Stop sending ‘confusing messages’ on Fukushima, IAEA tells Japan

IAEA urges Japan's atomic regulator to explain to public more clearly about latest leak of radioactive water at tsunami-damaged energy plant

Experts inspect contaminated water tanks at the Fukushima Dai-ichi nuclear power plant in Okuma in the Fukushima prefecture. Photo: AFP

The world's nuclear watchdog has urged Japan to explain more clearly what is happening at Fukushima and avoid sending "confusing messages", the country's atomic regulator revealed.

The International Atomic Energy Agency questioned why last week's leak of 300 tonnes of highly radioactive water merited a rating on its international nuclear event scale (INES), when no other incident since the March 2011 meltdowns had.

Local regulators yesterday rubber-stamped their earlier assessment of the huge spill, in which one of around 1,000 tanks at the site was found to be holed, as being INES level three on an eight-point scale. It had raised it on Monday from level one.

That made it the single most serious incident since three reactors went into meltdown after being swamped by the earthquake-sparked tsunami.

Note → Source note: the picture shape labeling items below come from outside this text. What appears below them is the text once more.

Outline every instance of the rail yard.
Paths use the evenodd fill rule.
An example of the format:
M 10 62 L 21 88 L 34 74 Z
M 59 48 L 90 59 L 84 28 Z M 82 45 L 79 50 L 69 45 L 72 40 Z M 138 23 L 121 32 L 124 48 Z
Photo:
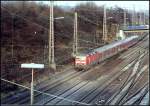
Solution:
M 88 71 L 77 72 L 69 68 L 56 75 L 54 79 L 37 85 L 34 103 L 37 105 L 147 104 L 148 102 L 143 102 L 148 100 L 147 95 L 149 95 L 147 36 L 127 51 Z M 29 95 L 29 90 L 24 90 L 13 97 L 5 98 L 2 103 L 29 104 Z
M 17 4 L 17 2 L 15 3 Z M 26 5 L 24 3 L 21 7 Z M 16 4 L 15 6 L 17 6 Z M 91 4 L 89 4 L 87 3 L 86 6 L 90 7 Z M 9 3 L 3 4 L 1 8 L 4 13 L 7 11 L 10 14 L 11 12 L 5 6 L 9 8 Z M 31 9 L 33 9 L 32 6 L 36 7 L 34 3 L 31 3 Z M 127 10 L 123 10 L 121 16 L 123 21 L 117 20 L 120 23 L 113 24 L 116 30 L 112 31 L 113 34 L 115 33 L 112 36 L 113 34 L 109 30 L 114 26 L 110 25 L 111 27 L 109 27 L 107 24 L 116 21 L 113 20 L 114 17 L 109 16 L 113 16 L 113 14 L 109 14 L 111 11 L 106 9 L 105 6 L 92 10 L 102 10 L 100 12 L 103 13 L 103 20 L 100 24 L 98 21 L 93 23 L 95 19 L 92 21 L 92 19 L 81 15 L 84 14 L 83 11 L 89 11 L 84 10 L 84 5 L 84 9 L 79 8 L 82 7 L 80 5 L 76 7 L 79 10 L 70 9 L 69 12 L 57 6 L 53 8 L 53 6 L 54 1 L 50 1 L 50 8 L 49 6 L 43 7 L 48 8 L 50 12 L 49 29 L 37 24 L 38 21 L 32 22 L 23 15 L 18 15 L 18 18 L 16 14 L 19 14 L 19 12 L 16 12 L 10 14 L 12 29 L 6 31 L 9 27 L 5 27 L 10 25 L 7 17 L 9 15 L 5 13 L 6 17 L 2 19 L 6 22 L 3 22 L 2 25 L 1 105 L 149 105 L 149 25 L 147 24 L 149 19 L 147 19 L 145 13 L 142 16 L 142 12 L 139 12 L 139 15 L 141 14 L 140 19 L 135 20 L 135 13 L 130 14 Z M 53 11 L 53 9 L 58 10 Z M 36 11 L 35 8 L 34 10 Z M 43 14 L 46 14 L 44 9 L 43 11 Z M 58 15 L 62 11 L 66 12 L 62 14 L 65 14 L 68 22 L 63 21 L 65 24 L 63 22 L 55 23 L 54 20 L 57 19 L 65 20 L 65 17 L 54 17 L 54 12 L 58 12 Z M 17 18 L 24 22 L 16 24 L 20 27 L 15 27 L 14 22 Z M 71 21 L 71 18 L 74 20 Z M 82 18 L 96 27 L 84 23 Z M 128 20 L 128 18 L 131 19 Z M 34 37 L 24 36 L 28 39 L 27 41 L 23 38 L 22 32 L 21 36 L 15 35 L 14 29 L 20 30 L 21 25 L 23 31 L 26 30 L 24 29 L 27 26 L 25 20 L 29 21 L 29 26 L 34 23 L 41 27 L 43 31 L 36 32 L 33 30 L 36 27 L 32 27 Z M 45 19 L 42 18 L 42 20 Z M 44 23 L 44 21 L 41 22 Z M 69 22 L 73 24 L 68 24 Z M 95 35 L 93 32 L 83 30 L 83 23 L 87 25 L 86 27 L 89 27 L 88 30 L 94 30 Z M 60 26 L 58 27 L 57 24 Z M 102 31 L 99 27 L 101 24 Z M 73 31 L 70 33 L 73 36 L 69 35 L 71 25 Z M 67 33 L 65 31 L 63 33 L 63 27 Z M 107 30 L 108 27 L 109 30 Z M 8 33 L 9 31 L 11 33 Z M 11 38 L 8 35 L 11 35 Z M 48 37 L 46 37 L 47 35 Z M 21 41 L 21 38 L 24 41 Z M 20 40 L 19 44 L 16 43 L 17 40 Z M 27 45 L 27 42 L 29 45 Z M 35 46 L 35 42 L 40 45 Z

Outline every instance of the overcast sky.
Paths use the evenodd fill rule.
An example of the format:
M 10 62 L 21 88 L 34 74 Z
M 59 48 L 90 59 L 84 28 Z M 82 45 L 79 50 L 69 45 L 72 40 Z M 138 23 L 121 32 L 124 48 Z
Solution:
M 40 1 L 43 3 L 48 4 L 49 1 Z M 55 1 L 54 4 L 58 6 L 75 6 L 79 3 L 85 3 L 88 1 Z M 135 10 L 149 10 L 149 1 L 92 1 L 95 2 L 97 5 L 106 5 L 107 7 L 113 7 L 115 5 L 127 9 L 133 9 L 133 6 L 135 7 Z

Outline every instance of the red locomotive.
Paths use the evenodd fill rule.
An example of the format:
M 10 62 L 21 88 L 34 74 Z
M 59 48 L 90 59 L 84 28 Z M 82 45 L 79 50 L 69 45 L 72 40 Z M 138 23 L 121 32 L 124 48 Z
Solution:
M 75 57 L 75 68 L 77 70 L 88 69 L 91 65 L 97 64 L 127 49 L 135 44 L 138 40 L 138 36 L 131 36 L 126 39 L 88 51 L 87 53 L 80 53 Z

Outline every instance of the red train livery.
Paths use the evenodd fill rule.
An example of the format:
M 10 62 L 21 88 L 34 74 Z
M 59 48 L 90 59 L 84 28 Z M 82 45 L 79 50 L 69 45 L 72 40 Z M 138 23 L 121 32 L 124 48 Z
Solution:
M 103 47 L 80 53 L 75 57 L 75 68 L 78 70 L 87 69 L 93 64 L 97 64 L 125 49 L 132 46 L 138 41 L 138 36 L 131 36 L 126 39 L 113 42 Z

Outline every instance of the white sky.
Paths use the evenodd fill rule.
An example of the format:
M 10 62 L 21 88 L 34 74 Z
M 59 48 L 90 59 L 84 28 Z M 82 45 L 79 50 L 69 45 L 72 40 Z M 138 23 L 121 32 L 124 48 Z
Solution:
M 45 4 L 49 4 L 49 1 L 38 1 Z M 85 3 L 88 1 L 55 1 L 54 4 L 58 6 L 75 6 L 79 3 Z M 91 2 L 91 1 L 90 1 Z M 139 10 L 149 10 L 149 1 L 92 1 L 97 5 L 106 5 L 107 7 L 113 7 L 115 5 L 127 9 L 132 9 L 135 7 L 136 11 Z

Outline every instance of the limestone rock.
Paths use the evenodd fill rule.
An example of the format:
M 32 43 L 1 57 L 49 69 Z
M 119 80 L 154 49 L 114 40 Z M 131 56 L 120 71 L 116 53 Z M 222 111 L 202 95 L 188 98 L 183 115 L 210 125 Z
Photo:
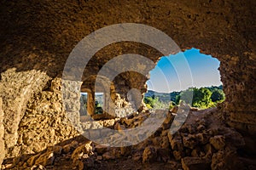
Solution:
M 184 170 L 210 170 L 211 164 L 207 159 L 200 157 L 184 157 L 182 159 L 182 167 Z
M 103 155 L 102 155 L 102 157 L 104 160 L 113 160 L 113 159 L 115 159 L 115 156 L 109 151 L 108 152 L 105 152 Z
M 39 157 L 35 161 L 35 165 L 48 166 L 52 165 L 55 160 L 55 156 L 53 151 L 47 151 L 44 154 L 39 156 Z
M 225 137 L 217 135 L 210 139 L 210 144 L 216 149 L 221 150 L 225 146 Z
M 153 146 L 146 147 L 143 155 L 143 162 L 153 162 L 156 161 L 156 149 Z

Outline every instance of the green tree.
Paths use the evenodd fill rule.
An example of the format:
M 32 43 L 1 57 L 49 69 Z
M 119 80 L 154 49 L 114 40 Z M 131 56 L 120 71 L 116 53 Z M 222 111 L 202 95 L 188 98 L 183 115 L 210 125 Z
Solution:
M 224 93 L 221 89 L 215 88 L 212 90 L 211 99 L 212 102 L 222 102 L 225 99 Z
M 213 103 L 211 99 L 212 92 L 206 88 L 195 88 L 194 91 L 193 101 L 192 105 L 194 107 L 199 108 L 208 108 L 213 105 Z

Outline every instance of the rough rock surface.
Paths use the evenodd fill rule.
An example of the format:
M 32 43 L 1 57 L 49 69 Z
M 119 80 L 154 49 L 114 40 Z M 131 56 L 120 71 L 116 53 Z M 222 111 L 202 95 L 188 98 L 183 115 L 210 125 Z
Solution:
M 169 114 L 175 116 L 173 113 Z M 143 122 L 143 117 L 140 114 L 135 114 L 133 117 L 115 123 L 129 128 L 134 125 L 127 126 L 125 122 Z M 123 162 L 141 163 L 142 169 L 148 169 L 149 165 L 160 166 L 158 168 L 160 168 L 164 167 L 163 162 L 168 165 L 167 169 L 252 168 L 253 163 L 247 164 L 238 156 L 237 151 L 245 144 L 243 138 L 224 123 L 220 117 L 217 109 L 190 111 L 186 122 L 176 133 L 172 134 L 169 129 L 161 126 L 154 135 L 134 146 L 108 148 L 94 144 L 82 136 L 76 137 L 48 147 L 38 154 L 5 160 L 3 169 L 15 169 L 15 167 L 28 168 L 39 164 L 46 169 L 102 169 L 105 163 L 111 165 L 117 160 L 119 166 Z M 173 123 L 173 119 L 166 123 Z M 202 124 L 204 128 L 201 128 Z M 195 130 L 198 128 L 200 130 Z M 225 144 L 223 144 L 224 141 Z
M 170 36 L 182 50 L 194 47 L 218 58 L 221 62 L 219 71 L 226 94 L 225 102 L 218 112 L 230 127 L 246 139 L 249 138 L 244 143 L 242 136 L 236 130 L 212 127 L 205 119 L 194 120 L 196 126 L 188 123 L 176 135 L 168 135 L 164 130 L 169 126 L 166 123 L 161 128 L 163 131 L 160 130 L 154 135 L 160 142 L 150 139 L 138 144 L 136 147 L 141 150 L 136 149 L 135 159 L 142 161 L 143 149 L 149 145 L 160 148 L 157 149 L 157 153 L 161 156 L 158 159 L 163 161 L 169 159 L 170 155 L 165 154 L 169 153 L 168 150 L 177 161 L 192 155 L 193 157 L 208 156 L 212 160 L 212 168 L 223 166 L 218 162 L 219 157 L 229 157 L 226 151 L 232 150 L 233 153 L 234 147 L 246 144 L 247 152 L 243 154 L 253 156 L 256 139 L 255 6 L 256 1 L 250 0 L 1 1 L 0 99 L 3 105 L 0 105 L 0 122 L 4 126 L 6 158 L 37 154 L 35 152 L 49 145 L 77 135 L 75 129 L 65 122 L 67 117 L 59 95 L 61 89 L 60 86 L 54 88 L 55 80 L 61 76 L 69 54 L 83 37 L 99 28 L 125 22 L 154 26 Z M 162 56 L 146 44 L 131 42 L 111 44 L 89 61 L 81 82 L 86 82 L 90 76 L 96 76 L 108 60 L 124 54 L 139 54 L 154 63 Z M 124 65 L 120 62 L 116 66 L 122 68 Z M 154 66 L 140 63 L 137 68 L 148 72 Z M 127 71 L 113 82 L 116 92 L 127 99 L 126 94 L 131 88 L 145 92 L 148 78 Z M 52 91 L 50 87 L 57 90 Z M 76 123 L 79 105 L 73 99 L 71 103 L 76 104 L 76 109 L 70 113 L 76 115 L 72 121 Z M 2 118 L 1 107 L 3 110 Z M 125 124 L 120 122 L 121 126 L 117 127 L 121 130 L 123 126 L 139 126 L 139 120 L 146 116 L 140 114 L 139 116 L 127 119 Z M 37 128 L 33 122 L 37 122 Z M 0 139 L 3 124 L 0 124 Z M 94 135 L 96 138 L 101 133 Z M 166 137 L 170 141 L 169 147 Z M 67 152 L 71 152 L 68 147 L 66 149 Z M 224 153 L 217 152 L 218 150 L 224 150 Z M 3 150 L 1 148 L 1 150 Z M 234 152 L 236 156 L 236 149 Z M 0 162 L 3 154 L 1 151 Z M 215 154 L 214 162 L 212 154 Z M 51 154 L 45 156 L 56 159 L 48 156 Z M 80 162 L 78 166 L 83 168 L 82 164 Z

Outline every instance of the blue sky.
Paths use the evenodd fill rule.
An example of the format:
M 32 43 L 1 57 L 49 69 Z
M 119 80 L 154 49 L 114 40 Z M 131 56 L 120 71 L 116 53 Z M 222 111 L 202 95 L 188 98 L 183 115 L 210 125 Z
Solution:
M 148 89 L 169 93 L 189 87 L 219 86 L 222 82 L 218 67 L 217 59 L 195 48 L 162 57 L 149 72 Z

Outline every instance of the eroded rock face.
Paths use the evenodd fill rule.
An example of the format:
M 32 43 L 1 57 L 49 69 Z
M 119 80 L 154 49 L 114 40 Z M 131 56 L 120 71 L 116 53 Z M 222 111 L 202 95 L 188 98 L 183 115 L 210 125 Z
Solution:
M 170 36 L 182 50 L 194 47 L 218 58 L 226 94 L 220 110 L 222 116 L 231 127 L 255 139 L 255 3 L 250 0 L 2 2 L 0 98 L 3 116 L 1 119 L 0 114 L 0 122 L 3 120 L 5 125 L 7 157 L 37 152 L 48 144 L 75 135 L 70 126 L 63 124 L 66 117 L 59 94 L 61 88 L 55 78 L 61 76 L 68 54 L 83 37 L 103 26 L 125 22 L 154 26 Z M 114 56 L 128 53 L 142 54 L 154 62 L 162 55 L 147 45 L 114 43 L 96 54 L 88 63 L 82 81 L 95 76 Z M 154 67 L 143 63 L 139 66 L 146 66 L 145 71 Z M 131 88 L 145 92 L 147 78 L 136 72 L 123 73 L 113 80 L 116 92 L 122 99 Z M 51 79 L 54 81 L 49 81 Z M 70 112 L 78 113 L 78 110 Z M 74 122 L 78 119 L 75 117 Z M 37 131 L 33 122 L 39 122 Z M 197 128 L 189 126 L 188 134 L 169 137 L 177 160 L 190 150 L 194 150 L 194 156 L 211 155 L 208 138 L 212 138 L 214 150 L 226 147 L 223 142 L 228 142 L 227 135 L 224 140 L 216 137 L 224 135 L 219 134 L 218 128 L 204 131 L 207 123 L 201 121 L 198 124 Z M 139 122 L 127 120 L 127 125 L 136 127 Z M 164 126 L 163 129 L 167 128 Z M 201 133 L 195 134 L 197 130 Z M 234 133 L 225 130 L 234 139 Z M 3 125 L 1 128 L 0 124 L 0 139 L 1 136 Z M 38 146 L 38 141 L 41 140 L 44 142 Z M 162 145 L 167 145 L 165 141 Z M 207 152 L 196 148 L 198 144 L 206 144 Z M 239 145 L 237 141 L 234 144 Z M 182 150 L 182 147 L 189 150 Z

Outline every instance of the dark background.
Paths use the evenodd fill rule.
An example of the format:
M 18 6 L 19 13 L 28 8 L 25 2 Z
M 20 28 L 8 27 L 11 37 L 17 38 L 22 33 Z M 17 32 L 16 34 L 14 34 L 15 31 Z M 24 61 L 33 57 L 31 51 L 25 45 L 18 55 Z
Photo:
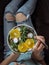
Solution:
M 5 6 L 10 1 L 0 0 L 0 62 L 4 59 L 3 16 Z M 49 46 L 49 0 L 38 0 L 36 9 L 31 17 L 37 33 L 46 38 L 46 44 Z M 45 50 L 45 61 L 49 65 L 49 49 Z
M 3 15 L 5 6 L 10 2 L 10 0 L 0 0 L 0 62 L 4 58 L 4 37 L 3 37 Z

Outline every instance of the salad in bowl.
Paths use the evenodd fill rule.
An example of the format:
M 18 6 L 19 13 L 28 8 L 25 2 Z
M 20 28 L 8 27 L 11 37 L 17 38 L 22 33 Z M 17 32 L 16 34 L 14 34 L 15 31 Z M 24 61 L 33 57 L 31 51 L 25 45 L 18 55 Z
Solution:
M 7 36 L 7 43 L 13 52 L 25 53 L 33 49 L 36 31 L 28 25 L 20 24 L 13 27 Z

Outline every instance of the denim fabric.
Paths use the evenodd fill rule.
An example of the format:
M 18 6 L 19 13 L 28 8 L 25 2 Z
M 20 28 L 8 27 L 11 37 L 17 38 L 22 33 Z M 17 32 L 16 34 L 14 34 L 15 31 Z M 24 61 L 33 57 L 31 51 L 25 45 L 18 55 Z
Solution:
M 28 0 L 17 12 L 22 12 L 26 16 L 31 15 L 34 12 L 37 0 Z
M 15 12 L 18 10 L 19 5 L 22 5 L 23 0 L 12 0 L 5 8 L 5 13 L 12 13 L 15 14 Z
M 18 9 L 17 6 L 20 4 L 21 1 L 22 0 L 19 0 L 19 1 L 12 0 L 5 8 L 5 13 L 4 13 L 4 46 L 5 46 L 4 54 L 5 54 L 5 57 L 7 57 L 11 53 L 11 51 L 7 45 L 7 35 L 8 35 L 8 32 L 11 30 L 11 28 L 13 28 L 14 26 L 16 26 L 18 24 L 27 24 L 27 25 L 30 25 L 33 27 L 30 17 L 28 18 L 28 20 L 26 20 L 22 23 L 17 23 L 17 24 L 14 21 L 13 22 L 11 21 L 10 23 L 8 23 L 8 21 L 5 19 L 6 13 L 8 13 L 8 12 L 11 12 L 13 14 L 16 13 L 16 11 Z M 28 0 L 24 4 L 24 6 L 22 6 L 22 8 L 18 9 L 18 11 L 20 12 L 20 10 L 24 9 L 23 13 L 25 12 L 26 15 L 31 14 L 32 10 L 34 11 L 35 3 L 36 3 L 36 0 Z M 33 7 L 33 9 L 32 9 L 32 7 Z M 26 61 L 24 61 L 24 63 L 26 63 L 26 65 L 40 65 L 39 63 L 37 63 L 37 62 L 35 63 L 33 60 L 31 60 L 31 54 L 32 54 L 32 52 L 21 54 L 19 56 L 19 58 L 17 59 L 17 61 L 20 61 L 20 63 L 21 63 L 21 60 L 26 60 Z M 13 65 L 13 63 L 10 65 Z

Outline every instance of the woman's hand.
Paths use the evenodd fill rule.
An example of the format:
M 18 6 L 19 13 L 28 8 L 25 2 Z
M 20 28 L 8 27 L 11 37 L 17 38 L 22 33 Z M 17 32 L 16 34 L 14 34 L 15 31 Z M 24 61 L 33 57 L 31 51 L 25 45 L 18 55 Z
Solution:
M 12 53 L 10 55 L 11 62 L 16 61 L 16 59 L 19 57 L 19 53 Z
M 43 36 L 35 36 L 35 39 L 37 39 L 38 41 L 33 48 L 32 57 L 37 61 L 42 61 L 43 57 L 41 56 L 41 52 L 43 51 L 45 46 L 41 43 L 41 41 L 45 42 L 45 39 Z

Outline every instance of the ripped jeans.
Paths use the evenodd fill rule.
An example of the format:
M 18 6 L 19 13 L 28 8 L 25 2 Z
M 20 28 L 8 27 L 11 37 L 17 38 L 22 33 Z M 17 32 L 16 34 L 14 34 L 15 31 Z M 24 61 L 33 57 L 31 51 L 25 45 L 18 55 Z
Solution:
M 4 46 L 5 46 L 5 49 L 4 49 L 4 55 L 5 55 L 5 58 L 11 54 L 11 51 L 7 45 L 7 35 L 8 35 L 8 32 L 16 25 L 18 24 L 27 24 L 29 26 L 32 26 L 33 27 L 33 24 L 32 24 L 32 21 L 31 21 L 31 17 L 30 15 L 34 12 L 34 9 L 35 9 L 35 5 L 36 5 L 36 1 L 37 0 L 27 0 L 27 2 L 23 4 L 23 0 L 12 0 L 5 8 L 5 12 L 4 12 Z M 22 4 L 21 4 L 22 3 Z M 20 7 L 21 5 L 21 7 Z M 15 15 L 17 12 L 22 12 L 24 13 L 28 19 L 26 21 L 23 21 L 21 23 L 16 23 L 16 22 L 8 22 L 5 18 L 5 14 L 7 13 L 11 13 L 12 15 Z M 29 16 L 28 16 L 29 15 Z M 34 27 L 33 27 L 34 28 Z M 38 62 L 34 62 L 32 59 L 31 59 L 31 54 L 32 52 L 26 52 L 25 54 L 21 54 L 17 61 L 21 64 L 22 63 L 22 60 L 24 60 L 23 63 L 25 63 L 26 65 L 41 65 L 39 64 Z M 25 61 L 26 60 L 26 61 Z M 14 65 L 13 63 L 9 64 L 9 65 Z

The initial disaster, which spewed radiation over the countryside and sent tens of thousands of people fleeing, was rated level seven, the same as the 1986 Chernobyl disaster. Last week's spill was "the most recent of a number of events that involved leakage of contaminated water", the IAEA said in a paper to Japan's Nuclear Regulatory Authority.

"Previous similar events were not rated on the INES scale. The Japanese authorities may wish to prepare an explanation for the media and the public on why they want to rate this event, while previous similar events have not been rated."

Fukushima operator Tokyo Electric Power (Tepco) is struggling to deal with the vast - and growing - volume of water it has used to cool the broken reactors.

It said last week that some of the 300 tonnes that leaked from the tank could have made its way through drainage systems into the Pacific Ocean.

That came on top of the admission that groundwater contaminated by water from the plant was flowing into the sea at a rate of 300 tonnes a day, taking its low-level radioactive load with it.

The IAEA cautioned against the frequent use of INES ratings, saying this risked clouding the issue in the public mind.

"One possible communication strategy, rather than using INES as a communication tool to rate each event in a series of similar events, would be to elaborate an appropriate communication plan to explain the safety significance of these types of event," it said. "This would avoid sending confusing messages to the media and the public on a possibly long series of INES-rated events at the lower levels of the scale, for the duration of the entire recovery operation", which is expected to take up to 40 years.

The chairman of Japan's nuclear watchdog said yesterday his committee approved the designation of level three, but things were still unclear. "We don't know what exactly the situation is, how much has leaked, how radioactive it was, or where it was going," Shunichi Tanaka said.

But he also accused the international press of not fully grasping the INES designations. "Some foreign news media have reported the situation is serious just because it is scaled at level three."